Jenny de Tallenay hizo un inventario de los geosímbolos construidos por Guzmán Blanco en su anhelo de hacer de Caracas una París suramericana. En su catálogo está la Plaza Bolívar, el Panteón, los bulevares y el Capitolio. De la Casa Amarilla admiró su patio al estar «sombreado de plátanos magníficos», pero de su decorado dijo que era «con bastante lujo, pero sin demasiado buen gusto». Si algo hemos mantenido los venezolanos es esa fascinación por la mirada externa, que nos interpele y nos legitime. Jenny hace el recuento de las conversaciones que tuvo con caraqueños sobre los cambios que estaba viviendo la ciudad: «¿Cómo encuentra Ud. a Caracas?, decían unos. ¿No se parece a París? ¿Tienen Uds. en Europa —preguntaban otros— parques tan bonitos como la Plaza Bolívar? Casi había miedo de contradecirles». Ese diálogo da para múltiples interpretaciones. Lo cierto es que la presencia de la joven en los círculos de la élite caraqueña no pasó inadvertida. El escritor Luis Correa, en su libro de ensayos Terra Patrum: páginas de crítica y de historia literaria (1930), comenta que Jenny fue la «musa extranjera» de varios poetas locales. Y que, si bien Guzmán Blanco la había querido sacar a bailar en la gala de Año Nuevo de 1881, el poeta Francisco Guaicaipuro Pardo se le había adelantado al presidente, pero no con el baile, sino en una extensa plática en la cual confesaba su veneración. Como gesto con Pardo, Jenny tradujo al francés su poema Soledad y lo incluyó junto a Andrés Bello, Pérez Bonalde y Eduardo Blanco, en el capítulo que dedicó a las letras venezolanas.
Regreso a Jenny
Después de descubrir estas memorias entre los libros de mi abuela leí todo lo que pude hasta que cayó la noche y me buscaron mis padres para llevarme a casa.

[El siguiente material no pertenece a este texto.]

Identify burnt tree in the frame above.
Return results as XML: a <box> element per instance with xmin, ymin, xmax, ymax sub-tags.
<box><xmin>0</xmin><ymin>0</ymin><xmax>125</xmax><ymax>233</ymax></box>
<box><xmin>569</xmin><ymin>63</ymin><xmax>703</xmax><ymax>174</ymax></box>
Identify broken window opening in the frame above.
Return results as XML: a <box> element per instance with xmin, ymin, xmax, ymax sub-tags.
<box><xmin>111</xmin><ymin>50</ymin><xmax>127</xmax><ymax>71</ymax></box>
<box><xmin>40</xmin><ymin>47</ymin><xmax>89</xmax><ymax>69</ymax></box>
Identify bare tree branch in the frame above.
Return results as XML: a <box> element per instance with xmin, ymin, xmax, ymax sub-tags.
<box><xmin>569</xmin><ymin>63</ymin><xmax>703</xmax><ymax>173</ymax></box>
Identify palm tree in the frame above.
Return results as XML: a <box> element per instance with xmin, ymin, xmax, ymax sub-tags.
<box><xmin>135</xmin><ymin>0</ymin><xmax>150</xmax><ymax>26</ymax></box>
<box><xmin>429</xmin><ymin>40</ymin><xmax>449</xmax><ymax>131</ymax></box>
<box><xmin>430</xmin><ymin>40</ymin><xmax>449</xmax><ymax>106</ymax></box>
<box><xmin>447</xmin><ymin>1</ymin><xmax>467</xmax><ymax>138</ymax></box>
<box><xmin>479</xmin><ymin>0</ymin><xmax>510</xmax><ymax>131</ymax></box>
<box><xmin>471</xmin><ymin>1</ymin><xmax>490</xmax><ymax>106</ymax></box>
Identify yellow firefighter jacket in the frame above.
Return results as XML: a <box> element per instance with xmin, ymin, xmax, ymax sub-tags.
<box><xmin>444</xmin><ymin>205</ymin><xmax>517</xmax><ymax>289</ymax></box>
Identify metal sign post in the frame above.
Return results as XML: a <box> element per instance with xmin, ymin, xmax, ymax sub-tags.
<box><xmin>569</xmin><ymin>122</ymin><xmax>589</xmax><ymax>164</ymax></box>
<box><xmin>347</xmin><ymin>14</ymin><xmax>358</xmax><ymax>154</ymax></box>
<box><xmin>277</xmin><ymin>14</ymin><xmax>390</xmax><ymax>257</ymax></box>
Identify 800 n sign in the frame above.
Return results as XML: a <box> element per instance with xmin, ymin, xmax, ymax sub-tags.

Lo dejé en un rinconcito, para revisarlo en cada nueva visita. Mi abuela, al ver lo mucho que me gustó, terminó por regalármelo. En 2017 volví a leerlo para un trabajo de la cátedra de Geohistoria en la universidad. Lo finalicé horas antes de despedirme de mi abuela, quien falleció el lunes 10 de julio. Por varios días miré fijamente la firma que ella había dejado en la página 50, acto que acostumbraba a hacer en todos sus libros. Por cosas del azar estoy viviendo y estudiando en París. Aquí conseguí la edición francesa —la que contiene los grabados de Saint-Elme Gautier— en una encuadernación de papel jaspeado. Regresé de inmediato a Jenny de Tallenay, a releerla, para comenzar un viaje doble: uno hacia la Venezuela que vio Jenny y otro al país de mi infancia, dos mundos ya desaparecidos.